Nouveaux indicateurs de richesse

Mme la présidente.  - L'ordre du jour appelle la discussion de la proposition de loi, adoptée par l'Assemblée nationale, visant à la prise en compte des nouveaux indicateurs de richesse.

Discussion générale

M. Christian Eckert, secrétaire d'État auprès du ministre des finances et des comptes publics, chargé du budget .  - Ce texte, voté à l'unanimité à l'Assemblée nationale, vise à mieux mesurer le quotidien des Français afin de mieux orienter les politiques publiques. On critique le PIB, devenu l'étalon de la vie économique ; il serait toutefois vain de prétendre le remplacer par un nouvel indice synthétique. En revanche, comme le propose cette proposition de loi, il est utile de le compléter pour éclairer tel ou tel aspect de la vie sociale. Un exemple : la création d'un indicateur sur les jeunes qui ne sont ni en formation, ni en emploi. La garantie jeune a été mise en place en France à la suite de ces mesures.
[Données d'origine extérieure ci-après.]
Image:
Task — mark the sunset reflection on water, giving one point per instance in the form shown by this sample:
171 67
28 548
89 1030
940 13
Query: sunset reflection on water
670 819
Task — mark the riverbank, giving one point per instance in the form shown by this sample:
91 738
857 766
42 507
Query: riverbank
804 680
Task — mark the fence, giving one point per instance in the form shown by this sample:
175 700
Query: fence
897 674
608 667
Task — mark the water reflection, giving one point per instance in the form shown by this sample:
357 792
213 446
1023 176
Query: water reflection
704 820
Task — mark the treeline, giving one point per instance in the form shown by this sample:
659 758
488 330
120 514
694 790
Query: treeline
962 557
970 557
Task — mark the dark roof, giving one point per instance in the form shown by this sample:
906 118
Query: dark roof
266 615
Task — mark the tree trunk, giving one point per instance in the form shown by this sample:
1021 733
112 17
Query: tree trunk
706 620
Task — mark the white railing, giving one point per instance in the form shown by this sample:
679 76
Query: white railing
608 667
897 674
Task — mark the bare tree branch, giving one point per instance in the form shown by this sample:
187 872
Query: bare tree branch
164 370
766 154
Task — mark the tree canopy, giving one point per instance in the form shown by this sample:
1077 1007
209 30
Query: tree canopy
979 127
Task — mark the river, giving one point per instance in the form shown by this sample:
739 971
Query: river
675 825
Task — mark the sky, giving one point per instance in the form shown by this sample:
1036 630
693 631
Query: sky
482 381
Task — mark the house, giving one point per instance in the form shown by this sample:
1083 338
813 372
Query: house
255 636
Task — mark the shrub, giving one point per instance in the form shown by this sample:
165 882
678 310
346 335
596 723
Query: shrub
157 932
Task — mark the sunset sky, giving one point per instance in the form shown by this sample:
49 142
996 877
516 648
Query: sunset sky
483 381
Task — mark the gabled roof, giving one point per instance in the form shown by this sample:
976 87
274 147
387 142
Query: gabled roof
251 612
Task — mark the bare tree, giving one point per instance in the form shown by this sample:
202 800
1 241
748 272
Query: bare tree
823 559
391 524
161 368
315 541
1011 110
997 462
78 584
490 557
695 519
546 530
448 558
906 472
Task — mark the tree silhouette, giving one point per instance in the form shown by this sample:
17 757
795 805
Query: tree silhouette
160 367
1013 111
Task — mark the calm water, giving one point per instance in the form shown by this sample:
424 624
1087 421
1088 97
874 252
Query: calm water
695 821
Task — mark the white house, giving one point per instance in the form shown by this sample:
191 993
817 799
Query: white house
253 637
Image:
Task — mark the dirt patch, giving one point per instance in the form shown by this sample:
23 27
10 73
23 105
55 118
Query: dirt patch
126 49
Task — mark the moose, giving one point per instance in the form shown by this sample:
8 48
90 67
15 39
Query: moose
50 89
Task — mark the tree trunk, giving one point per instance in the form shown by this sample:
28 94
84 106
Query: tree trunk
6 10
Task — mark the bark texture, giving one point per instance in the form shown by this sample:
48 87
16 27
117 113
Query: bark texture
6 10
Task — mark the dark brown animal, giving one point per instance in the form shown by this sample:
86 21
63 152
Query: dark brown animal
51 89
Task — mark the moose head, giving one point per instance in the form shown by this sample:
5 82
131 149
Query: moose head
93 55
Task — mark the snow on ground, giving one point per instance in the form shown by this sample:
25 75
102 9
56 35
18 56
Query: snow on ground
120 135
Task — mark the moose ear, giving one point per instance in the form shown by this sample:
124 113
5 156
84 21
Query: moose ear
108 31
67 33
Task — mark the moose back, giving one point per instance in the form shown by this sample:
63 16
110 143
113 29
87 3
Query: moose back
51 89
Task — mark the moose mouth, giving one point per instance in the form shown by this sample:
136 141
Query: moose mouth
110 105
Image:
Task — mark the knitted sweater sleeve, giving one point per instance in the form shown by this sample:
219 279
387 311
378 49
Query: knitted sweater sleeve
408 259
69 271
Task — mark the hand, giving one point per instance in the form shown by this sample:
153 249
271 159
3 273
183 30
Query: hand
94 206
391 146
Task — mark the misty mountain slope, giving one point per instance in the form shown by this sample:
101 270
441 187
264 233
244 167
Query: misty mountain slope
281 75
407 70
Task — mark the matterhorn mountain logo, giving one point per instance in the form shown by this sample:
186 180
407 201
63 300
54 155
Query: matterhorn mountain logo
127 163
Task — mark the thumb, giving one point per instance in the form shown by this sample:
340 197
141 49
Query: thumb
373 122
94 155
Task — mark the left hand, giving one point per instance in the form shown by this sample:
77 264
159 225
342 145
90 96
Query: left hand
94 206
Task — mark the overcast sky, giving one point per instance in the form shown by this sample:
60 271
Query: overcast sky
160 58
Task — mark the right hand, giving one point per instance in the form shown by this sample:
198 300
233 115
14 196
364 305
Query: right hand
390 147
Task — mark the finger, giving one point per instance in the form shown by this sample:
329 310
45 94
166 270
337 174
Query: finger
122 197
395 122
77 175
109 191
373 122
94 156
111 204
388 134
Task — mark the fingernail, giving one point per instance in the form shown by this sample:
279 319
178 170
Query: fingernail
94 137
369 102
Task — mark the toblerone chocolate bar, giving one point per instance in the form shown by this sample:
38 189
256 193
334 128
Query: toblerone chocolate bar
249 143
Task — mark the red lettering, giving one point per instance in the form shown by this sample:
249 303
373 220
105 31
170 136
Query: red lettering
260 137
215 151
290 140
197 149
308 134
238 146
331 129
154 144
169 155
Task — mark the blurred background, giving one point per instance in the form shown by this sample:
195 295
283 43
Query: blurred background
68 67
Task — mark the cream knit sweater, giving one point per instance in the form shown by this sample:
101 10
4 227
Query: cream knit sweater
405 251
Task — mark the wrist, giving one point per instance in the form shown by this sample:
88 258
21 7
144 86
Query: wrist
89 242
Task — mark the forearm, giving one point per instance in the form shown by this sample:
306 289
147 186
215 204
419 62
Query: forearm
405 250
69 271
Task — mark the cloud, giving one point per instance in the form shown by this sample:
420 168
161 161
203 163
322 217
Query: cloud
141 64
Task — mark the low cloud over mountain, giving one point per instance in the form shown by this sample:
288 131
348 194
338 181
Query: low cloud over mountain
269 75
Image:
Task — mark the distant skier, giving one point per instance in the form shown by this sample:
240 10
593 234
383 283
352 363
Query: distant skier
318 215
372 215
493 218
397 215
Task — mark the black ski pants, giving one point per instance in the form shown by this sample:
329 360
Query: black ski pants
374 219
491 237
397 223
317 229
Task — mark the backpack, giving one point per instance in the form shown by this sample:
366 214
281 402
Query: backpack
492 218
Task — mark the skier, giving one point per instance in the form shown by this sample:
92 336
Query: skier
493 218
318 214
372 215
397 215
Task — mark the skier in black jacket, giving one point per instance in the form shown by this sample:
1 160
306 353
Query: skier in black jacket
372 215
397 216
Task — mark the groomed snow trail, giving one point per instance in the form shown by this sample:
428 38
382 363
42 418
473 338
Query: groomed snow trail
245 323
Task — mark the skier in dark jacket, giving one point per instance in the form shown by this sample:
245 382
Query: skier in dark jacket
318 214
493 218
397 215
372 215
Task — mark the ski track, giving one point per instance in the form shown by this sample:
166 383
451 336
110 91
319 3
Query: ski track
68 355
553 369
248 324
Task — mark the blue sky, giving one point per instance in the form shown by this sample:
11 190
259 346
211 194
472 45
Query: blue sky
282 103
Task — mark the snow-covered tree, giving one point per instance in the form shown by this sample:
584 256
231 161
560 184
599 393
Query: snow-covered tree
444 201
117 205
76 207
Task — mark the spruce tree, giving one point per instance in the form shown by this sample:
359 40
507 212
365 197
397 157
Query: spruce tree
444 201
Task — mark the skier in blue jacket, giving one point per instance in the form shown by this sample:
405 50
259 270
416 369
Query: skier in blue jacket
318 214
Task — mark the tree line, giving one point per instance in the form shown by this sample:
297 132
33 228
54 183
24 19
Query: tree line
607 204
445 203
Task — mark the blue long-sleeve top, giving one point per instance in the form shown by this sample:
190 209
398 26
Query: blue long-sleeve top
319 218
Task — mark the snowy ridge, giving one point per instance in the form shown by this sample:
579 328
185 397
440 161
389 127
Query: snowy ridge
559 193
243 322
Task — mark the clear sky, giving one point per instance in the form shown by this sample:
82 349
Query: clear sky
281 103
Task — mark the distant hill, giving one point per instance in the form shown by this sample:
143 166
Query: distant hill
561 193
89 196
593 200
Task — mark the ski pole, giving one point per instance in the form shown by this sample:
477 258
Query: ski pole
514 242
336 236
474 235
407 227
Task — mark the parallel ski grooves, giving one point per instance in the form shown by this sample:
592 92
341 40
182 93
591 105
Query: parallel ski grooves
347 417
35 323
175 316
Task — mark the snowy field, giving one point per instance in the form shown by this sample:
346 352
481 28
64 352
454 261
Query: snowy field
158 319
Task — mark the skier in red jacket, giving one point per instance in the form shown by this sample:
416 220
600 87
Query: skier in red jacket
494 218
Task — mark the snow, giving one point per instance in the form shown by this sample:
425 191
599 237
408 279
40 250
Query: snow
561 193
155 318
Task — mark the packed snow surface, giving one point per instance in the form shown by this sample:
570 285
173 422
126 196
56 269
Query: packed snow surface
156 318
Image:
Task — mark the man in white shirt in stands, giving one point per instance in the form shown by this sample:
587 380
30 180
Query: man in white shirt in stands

Encore faut-il donner suffisant de poids à ces indicateurs. En débattre une fois par an au Parlement me semble raisonnable. Prenons le temps de la concertation pour être à la fois complet et concis dans le choix des mesures à mettre en avant, pour leur donner du sens.

Deuxième objectif du texte : remettre le long terme au coeur des politiques publiques, pour retrouver une croissance solide et durable. C'est ce que fait le Gouvernement : il travaille pour le présent et pour l'avenir, en misant sur l'éducation et la formation, en créant 60 000 postes dans l'Éducation nationale, en instaurant le compte personnel de formation, en portant la loi de transition énergétique, en oeuvrant pour la réussite de la conférence sur le climat, en réduisant les déficits à un rythme compatible avec la croissance.

Le Gouvernement s'associe donc pleinement à la démarche représentée par ce texte. J'espère que nous saurons nous rassembler autour de cette proposition de loi. (Applaudissements sur les bancs écologistes)

M. Antoine Lefèvre, rapporteur de la commission des finances .  - Cette proposition de loi, adoptée à l'Assemblée nationale le 29 janvier, fait suite à une proposition de loi écologiste, retirée in fine.

Cette proposition de loi prévoit la remise d'un rapport annuel sur les nouveaux indicateurs de richesse, qui peut être suivie d'un débat. Si le PIB est un indicateur utile, il ne permet pas d'appréhender la qualité de la croissance ou sa soutenabilité. Il ne prend pas en compte l'effet des activités sur le bien-être : ainsi, le trafic de stupéfiants est comptabilisé comme toute autre activité commerciale dans le PIB... (M. Roger Karoutchi souligne cette incongruité)

Les limites du PIB ont été perçues dès l'origine, par Simon Kuznets, par exemple, considéré comme le père de la comptabilité nationale. Plusieurs économistes ont élaboré d'autres indicateurs dans la seconde moitié du XXe siècle : l'indice de développement humain au début des années 1990 ; la mesure du bien-être économique, conçue par William Mordhans et James Tobin, au cours des années 1970, l'indicateur de santé sociale ou encore l'empreinte écologique. Ils n'ont pas connu un grand succès.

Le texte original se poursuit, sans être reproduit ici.